若旦那様の憂鬱〜その後の話し〜
私はホッと息を吐いて席を立ち、ロッカー室へ向かう。エプロンを脱いで服を着替えていると美波先生が入って来た。

「今日は金曜日だし、彼氏とデートでしょ?」

「デートって言う訳でも…買い物してご飯食をべるだけです。」

「それをデートって言うんだよ。」

柊君とはあっという間に結婚してしまった為、彼氏彼女として、付き合っていた期間がほんの少ししか無い。

それに柊君との事は内緒だったから、友達と恋バナをして盛り上がった事さえないのだ。
そのせいかこの手のツッコミは本当に苦手だ。

「ハイスペック彼氏さんは、今日はお迎えなの?
どこで待ち合わせ?
私も一緒に行っても良い?
2人のお邪魔はしないから挨拶だけして帰るから。
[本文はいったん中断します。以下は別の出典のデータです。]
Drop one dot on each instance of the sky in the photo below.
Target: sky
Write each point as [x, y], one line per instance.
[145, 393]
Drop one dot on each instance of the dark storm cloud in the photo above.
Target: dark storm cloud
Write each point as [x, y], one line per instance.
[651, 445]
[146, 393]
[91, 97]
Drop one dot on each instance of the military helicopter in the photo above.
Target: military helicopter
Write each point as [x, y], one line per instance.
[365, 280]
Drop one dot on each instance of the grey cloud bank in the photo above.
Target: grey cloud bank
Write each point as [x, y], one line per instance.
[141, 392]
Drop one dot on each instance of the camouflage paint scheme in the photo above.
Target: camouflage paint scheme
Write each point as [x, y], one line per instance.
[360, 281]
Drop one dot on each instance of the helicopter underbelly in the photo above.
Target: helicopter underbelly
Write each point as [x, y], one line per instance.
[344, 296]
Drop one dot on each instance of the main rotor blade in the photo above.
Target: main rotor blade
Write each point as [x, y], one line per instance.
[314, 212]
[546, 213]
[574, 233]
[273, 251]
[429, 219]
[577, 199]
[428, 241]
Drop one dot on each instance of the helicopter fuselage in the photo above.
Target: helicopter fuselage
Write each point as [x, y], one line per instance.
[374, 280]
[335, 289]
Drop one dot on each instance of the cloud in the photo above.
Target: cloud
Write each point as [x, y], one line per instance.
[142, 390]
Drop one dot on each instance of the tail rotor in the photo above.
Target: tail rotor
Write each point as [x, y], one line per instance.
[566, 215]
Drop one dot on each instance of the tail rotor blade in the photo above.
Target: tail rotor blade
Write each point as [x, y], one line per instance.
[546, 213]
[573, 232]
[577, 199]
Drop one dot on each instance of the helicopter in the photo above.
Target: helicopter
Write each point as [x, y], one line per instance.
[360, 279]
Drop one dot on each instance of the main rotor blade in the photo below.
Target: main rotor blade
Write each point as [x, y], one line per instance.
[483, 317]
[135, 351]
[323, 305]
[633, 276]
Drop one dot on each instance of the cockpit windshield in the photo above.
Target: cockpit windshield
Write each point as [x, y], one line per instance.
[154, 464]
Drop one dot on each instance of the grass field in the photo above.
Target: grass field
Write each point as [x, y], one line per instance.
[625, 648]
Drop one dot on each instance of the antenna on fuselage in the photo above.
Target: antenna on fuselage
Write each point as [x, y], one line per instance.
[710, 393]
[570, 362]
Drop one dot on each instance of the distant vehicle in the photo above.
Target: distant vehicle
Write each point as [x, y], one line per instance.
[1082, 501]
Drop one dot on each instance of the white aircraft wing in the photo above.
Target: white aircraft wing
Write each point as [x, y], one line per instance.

」
恋バナ大好き乙女の美波先生は、モジモジする私に気にする事無く話しかけてくる。

「あれ?間柴先生とお食事なんじゃないんですか?」

「ああ、飲みには行くけど着替えてからね。
隣り町の駅で待ち合わせなの。ここらでウロウロしてると父兄に見つかって、何言われるか分からないでしょ?」

「先生って大変ですね…。」
他人事のように言う。

「花ちゃんもね。ここら辺が地元らしいけど、下手に彼氏さんとウロウロしない方がいいかもよ。あっ!でも、別にやましい関係じゃなきゃ堂々としてても良いのか。」

ハハハっと美波先生は笑い着替えを済ませる。

「朝も思ったけど、そのワンピース可愛いね。」
私が着替えたワンピースを見て美波先生が言う。

「これ、彼が買ってくれたんです。
最近出張が多くてあまり時間が取れないからって、罪滅ぼしみたいな感じなんですけど。」

「いいなぁ。付き合って三年目なんでしょ?まだまだ初々しくって羨ましい。
そんな彼氏さんに一目会いたい。」

私はスマホを見て、
「今、近くの公園で待っててくれてるみたいなので、良かったら一緒に行きますか?」
思い切って誘ってみる。

「やったぁ、行こ行こ。」
テンションの高い美波先生に少し戸惑い、はにかみながら後ろをついて行く。

「お先に失礼します。」
「お先に失礼まーす。」
2人で頭を下げて職員室を後にする。